Polo afirmó con la cabeza.

—Pues hay una noticia que te pondrá contento, vaya, relincharás de gusto. Aquí afuera está ese tipejo.

Polo abrió los ojos, desmesurados, como si fueran a rodar en búsqueda de la imagen de Dagnino para que confesara de una vez el paradero de Rocío.

—Ese cabrón ya cantó como pajarito, vieras qué bien lo hizo. Dijo un chingo de cosas, que si esto, que si aquello, que si lo otro, ¿cómo la ves?; te hundió en el caño. Ah cómo me dan risa, hijos de puta. Unos les da sus madrinas pa’ que se callen, pero no, se crecen al castigo. ¿Quieres ver quién era el hombre con el que te entrevistabas? —preguntó, acercándose de nuevo al rostro de Polo, quien percibió el hedor de su aliento—. A ver, traigan al detenido.

Uno de los policías salió. Por la cabeza de Polo desfilaron decenas de imágenes, especialmente la de Rocío con su panza. Respiró por pausas porque la sensación de asfixia era mucha.
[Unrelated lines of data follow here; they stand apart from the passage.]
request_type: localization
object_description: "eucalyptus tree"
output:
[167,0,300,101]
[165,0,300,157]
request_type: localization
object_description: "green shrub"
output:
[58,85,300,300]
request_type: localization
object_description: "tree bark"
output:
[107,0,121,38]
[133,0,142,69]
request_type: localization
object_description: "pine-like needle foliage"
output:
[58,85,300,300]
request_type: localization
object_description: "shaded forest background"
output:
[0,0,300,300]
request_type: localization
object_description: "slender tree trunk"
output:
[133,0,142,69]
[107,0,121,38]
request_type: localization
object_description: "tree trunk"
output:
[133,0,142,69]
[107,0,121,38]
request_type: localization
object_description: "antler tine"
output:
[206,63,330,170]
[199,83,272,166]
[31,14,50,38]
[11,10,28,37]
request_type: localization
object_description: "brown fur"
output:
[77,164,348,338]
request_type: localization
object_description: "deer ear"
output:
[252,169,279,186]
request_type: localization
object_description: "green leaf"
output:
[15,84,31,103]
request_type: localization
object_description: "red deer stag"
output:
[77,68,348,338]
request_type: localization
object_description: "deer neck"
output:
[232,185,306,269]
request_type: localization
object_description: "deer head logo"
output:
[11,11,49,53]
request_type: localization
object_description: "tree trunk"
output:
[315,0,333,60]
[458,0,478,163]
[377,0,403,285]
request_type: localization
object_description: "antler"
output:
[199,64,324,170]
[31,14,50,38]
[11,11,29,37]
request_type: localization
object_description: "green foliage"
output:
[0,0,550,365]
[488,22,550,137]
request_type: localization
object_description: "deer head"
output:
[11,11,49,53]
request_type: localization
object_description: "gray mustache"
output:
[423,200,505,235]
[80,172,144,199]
La puerta se abrió, apareciendo el mismo policía acompañado por alguien. Polo se quedó estupefacto. El agente sentó al personaje frente a él. Bajo la luz Polo observó con claridad de quién se trataba.

—¿Usted?, ¿qué hace aquí?

—Creo que no comprendiste, ¿verdad? —recalcó el policía—, es la secretaria del Consejo Electoral, la de tu jefe.
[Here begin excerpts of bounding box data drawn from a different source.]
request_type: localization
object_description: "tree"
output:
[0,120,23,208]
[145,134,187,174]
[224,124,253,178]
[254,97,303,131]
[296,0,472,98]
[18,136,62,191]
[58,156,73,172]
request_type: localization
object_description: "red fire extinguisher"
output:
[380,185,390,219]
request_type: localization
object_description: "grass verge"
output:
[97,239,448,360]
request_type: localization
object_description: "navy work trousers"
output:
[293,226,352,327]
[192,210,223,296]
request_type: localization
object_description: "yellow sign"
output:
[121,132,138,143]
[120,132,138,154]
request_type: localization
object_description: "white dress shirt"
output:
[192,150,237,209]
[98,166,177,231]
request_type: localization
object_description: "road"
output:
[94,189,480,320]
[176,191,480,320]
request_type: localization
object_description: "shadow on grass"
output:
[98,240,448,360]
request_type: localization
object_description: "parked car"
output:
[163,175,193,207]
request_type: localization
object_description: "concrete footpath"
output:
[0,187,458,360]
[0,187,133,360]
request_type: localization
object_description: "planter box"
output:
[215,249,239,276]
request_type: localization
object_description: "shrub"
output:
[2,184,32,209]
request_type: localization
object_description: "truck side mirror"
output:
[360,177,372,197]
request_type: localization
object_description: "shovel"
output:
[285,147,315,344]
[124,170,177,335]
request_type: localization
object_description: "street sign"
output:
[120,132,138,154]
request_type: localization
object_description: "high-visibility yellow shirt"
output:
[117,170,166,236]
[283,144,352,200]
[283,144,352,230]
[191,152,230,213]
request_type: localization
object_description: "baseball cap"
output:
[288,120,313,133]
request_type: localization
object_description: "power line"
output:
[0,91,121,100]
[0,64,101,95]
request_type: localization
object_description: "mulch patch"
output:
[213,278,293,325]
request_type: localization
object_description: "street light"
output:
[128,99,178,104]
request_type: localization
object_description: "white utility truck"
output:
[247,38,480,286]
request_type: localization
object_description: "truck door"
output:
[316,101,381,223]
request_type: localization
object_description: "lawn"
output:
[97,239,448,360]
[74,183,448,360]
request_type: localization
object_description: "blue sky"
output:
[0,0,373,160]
Polo se levantó, pero lo volvieron a sentar.

—¿Cirse?, ¿cómo es posible?

—Claro que lo es —intervino el hombre—, la señorita sirvió a varios patrones, ¿verdad, hija de la chingada?

Cirse miró fijamente a Polo.

—Perdóneme, si no lo hacía, Federico tomaría represalias con mi familia, ya lo conoce —gimoteó, suplicando.

—¿Cómo se prestó a semejante atrocidad?, ¡se trataba de una embarazada!

—Yo no sabía que lo estaba y no me quedó de otra.

—¿Me enviaba esos mensajes misteriosos en los sobres?

—Sí, era la mejor forma de no despertar sospechas hacia mí. La gente presionaba mucho, necesitaban documentos que sólo usted manejaba. Intuían que Federico andaba en cosas turbias, pero lo que más interesaba era que usted sirviera a la causa. También era una forma de desquitarme de Federico.

—¡Dónde está mi mujer?

—La soltarán en unos días. No hay problemas con su embarazo, si eso le preocupa.

—¿Y Federico?

—Me harté de él, lo dejé. Me dio pavor en lo que me metía.

—¿Así que un secuestro y un pendejo llamado Federico, no? —interrumpió el jefe—, van a aclarar muchas cosas.

Cirse extendió la mano para tomar la de Polo; éste la rechazó.

—Perdóneme, todo se fue complicando… Muchas veces quise decirle lo que pasaba, ya no dejarle mensajes. Dirá que a qué jugaba, pero así fueron las cosas. Marqué tantas veces por teléfono a su casa, pero siempre colgaba porque me daban miedo las consecuencias. Estaba entre la espada y la pared. De hecho, escogí Dagnino porque alguien lo mencionó como una anécdota hace mucho tiempo en una reunión de amigos en la que estuvimos usted y yo; era acerca de una familia de contrabandistas que tenía casa en una playa… Federico se embrolló con un tipo, gente del bloque contrario, ofrecieron mucho dinero; luego vino el asunto de los paquetes… Insistí en el peligro que significaba, incluso para él. Hizo oídos sordos, me golpeó hasta que dije que sí, ¿qué podía hacer?

—Ah, pinches mosquitas muertas, qué escondidito lo tenían, ¿quién lo dijera?; si parecen unos perfectos idiotas buenos para nada. ¿Ya lo ves, cabrón?, nomás bastó que te organizara un poco la vida para que me llevaras con tus cómplices. A ver, cabrón —dijo, dirigiéndose al agente—, investígame dónde está la secuestrada de la que hablan este par de idiotas.